Bodies flowed across the Piazza della Rotonda in wavelike motion, brilliant in a bewildering array of colours and fashions. They emitted the constant hum of a dozen languages and a hundred conversations – the painted, noisy backdrop of modern Rome, scented by espresso shots and cigarettes, humming in all its vibrant complexity and chaotic normalcy.
Angelina Calla observed them all, as she had so many times before.
Bodies moving like the tide. The thought was automatic, an interior voice that was a familiar rattle in her head, though its words at this moment were too poetic. She reflected, her shoulders sagging, seeking an alternative. Like beetles. Unstoppable beetles. A slight nod, only to herself. It was the right image, and Angelina Calla rejoiced, even as she lamented.
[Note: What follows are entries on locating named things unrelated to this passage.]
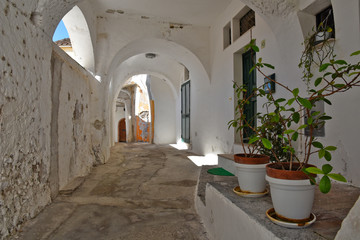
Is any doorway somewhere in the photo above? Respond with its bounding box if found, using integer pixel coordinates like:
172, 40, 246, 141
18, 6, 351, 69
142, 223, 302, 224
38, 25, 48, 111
119, 118, 126, 142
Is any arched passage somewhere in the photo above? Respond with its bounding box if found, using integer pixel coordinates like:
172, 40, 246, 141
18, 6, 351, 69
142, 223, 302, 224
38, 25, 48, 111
104, 38, 210, 148
62, 6, 95, 72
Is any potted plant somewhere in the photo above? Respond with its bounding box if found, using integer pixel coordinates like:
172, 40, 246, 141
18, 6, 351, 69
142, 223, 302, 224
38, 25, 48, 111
228, 79, 270, 197
248, 22, 360, 222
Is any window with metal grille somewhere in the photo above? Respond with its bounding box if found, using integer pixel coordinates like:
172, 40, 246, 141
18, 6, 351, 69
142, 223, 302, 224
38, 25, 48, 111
316, 6, 335, 38
240, 10, 255, 36
181, 81, 190, 143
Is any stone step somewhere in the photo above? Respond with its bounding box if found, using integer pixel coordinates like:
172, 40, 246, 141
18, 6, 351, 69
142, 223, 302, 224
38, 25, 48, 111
59, 177, 85, 196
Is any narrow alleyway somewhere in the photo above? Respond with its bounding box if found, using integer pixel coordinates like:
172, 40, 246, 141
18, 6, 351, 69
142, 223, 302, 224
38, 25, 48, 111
16, 143, 207, 240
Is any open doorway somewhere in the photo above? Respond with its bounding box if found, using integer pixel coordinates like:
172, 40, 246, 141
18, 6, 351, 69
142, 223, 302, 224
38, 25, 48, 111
118, 118, 126, 142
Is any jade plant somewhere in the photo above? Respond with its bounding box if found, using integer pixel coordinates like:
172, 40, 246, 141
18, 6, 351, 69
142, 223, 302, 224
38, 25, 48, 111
243, 23, 360, 193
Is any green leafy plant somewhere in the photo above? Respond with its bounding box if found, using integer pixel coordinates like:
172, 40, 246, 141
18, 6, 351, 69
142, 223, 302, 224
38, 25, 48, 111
248, 32, 360, 193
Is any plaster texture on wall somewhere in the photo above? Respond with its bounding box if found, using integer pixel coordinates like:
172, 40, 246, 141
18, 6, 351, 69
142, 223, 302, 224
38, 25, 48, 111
151, 76, 176, 144
0, 1, 51, 238
241, 0, 297, 17
335, 198, 360, 240
196, 184, 280, 240
62, 5, 96, 72
96, 16, 209, 78
114, 107, 125, 142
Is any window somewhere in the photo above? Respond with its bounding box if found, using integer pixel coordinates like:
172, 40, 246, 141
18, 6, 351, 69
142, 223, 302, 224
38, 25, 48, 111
181, 81, 190, 143
242, 51, 256, 142
316, 6, 335, 39
240, 9, 255, 36
223, 23, 231, 49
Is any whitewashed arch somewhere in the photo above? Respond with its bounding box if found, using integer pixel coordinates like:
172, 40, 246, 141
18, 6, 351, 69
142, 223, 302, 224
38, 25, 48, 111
63, 6, 95, 72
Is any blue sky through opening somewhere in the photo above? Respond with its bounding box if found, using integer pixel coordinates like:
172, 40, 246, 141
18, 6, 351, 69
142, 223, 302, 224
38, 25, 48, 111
53, 20, 69, 42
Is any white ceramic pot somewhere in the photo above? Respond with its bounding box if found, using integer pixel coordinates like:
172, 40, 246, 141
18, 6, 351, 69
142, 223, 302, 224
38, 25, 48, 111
315, 32, 331, 42
266, 175, 315, 220
235, 163, 267, 193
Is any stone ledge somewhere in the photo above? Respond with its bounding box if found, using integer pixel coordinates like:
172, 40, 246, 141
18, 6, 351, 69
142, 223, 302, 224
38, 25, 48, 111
196, 155, 360, 239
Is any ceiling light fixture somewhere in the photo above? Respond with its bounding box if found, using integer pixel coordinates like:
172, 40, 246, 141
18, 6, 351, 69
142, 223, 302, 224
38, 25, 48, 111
145, 53, 156, 59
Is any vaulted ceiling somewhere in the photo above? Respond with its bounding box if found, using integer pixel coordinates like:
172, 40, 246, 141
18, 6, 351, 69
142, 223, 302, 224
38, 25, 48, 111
88, 0, 231, 26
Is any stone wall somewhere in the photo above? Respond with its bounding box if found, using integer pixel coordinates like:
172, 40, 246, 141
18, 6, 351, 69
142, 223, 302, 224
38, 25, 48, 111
0, 0, 104, 236
0, 1, 51, 238
51, 46, 96, 189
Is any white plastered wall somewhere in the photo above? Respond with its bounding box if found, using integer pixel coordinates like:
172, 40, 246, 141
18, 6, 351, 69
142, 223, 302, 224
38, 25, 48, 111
113, 106, 126, 142
151, 76, 176, 144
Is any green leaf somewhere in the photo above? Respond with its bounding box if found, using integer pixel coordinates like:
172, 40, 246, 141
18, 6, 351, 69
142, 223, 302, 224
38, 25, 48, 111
293, 112, 300, 123
291, 132, 299, 141
314, 78, 322, 87
333, 84, 346, 88
251, 45, 259, 52
328, 173, 347, 182
349, 72, 360, 77
261, 138, 272, 149
287, 98, 295, 106
275, 98, 286, 103
249, 66, 256, 73
264, 63, 275, 69
293, 88, 299, 97
319, 63, 331, 72
308, 117, 314, 125
325, 146, 337, 151
284, 129, 295, 134
312, 142, 324, 148
248, 137, 260, 144
350, 50, 360, 56
319, 116, 332, 120
305, 167, 324, 174
334, 60, 347, 65
322, 164, 333, 174
321, 98, 332, 105
272, 115, 280, 122
298, 97, 312, 109
324, 151, 331, 161
319, 176, 331, 193
298, 124, 308, 130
The tourist trade, she had long ago learned, has no down season in Rome. There are high points in the year, there are lows, but there is no moment when calm overtakes the city as eternal in its bustle as in its legend. It was the first lesson Angelina had taken in as she’d been swept into her unwilling role and trade. She’d admired Rome all her life. Loved it. She could recount its history and mythology with the best of them, and perhaps better than most. But it was only when she’d taken to the streets and stepped out into the fray – propelled there rather than wandering the path by choice – that she had learned that ancient Roma was the true definition of a city that never sleeps or slows.
But how I wish it would all slow down, even for just a moment. Just long enough for the world to be set right.
The tourist waves came in undulating cycles. Their movements at first had seemed just as random as the beetles now imaged in Angelina’s mind, just as unpredictable, and only after a season of careful observation did it become clear that there was a pattern to their frenetic behaviour. Apparently aimless bouncing from fountain to church to corners of particular squares concealed a widespread, consistently focused desire: to stand in just the right position before just the right landmarks, to take a selfie – the absurdity of the word! – that would make tourists X, Y and Z look precisely like tourists A, B and C, and every other gawper who’d ever bought summer tickets to the Italian Mecca.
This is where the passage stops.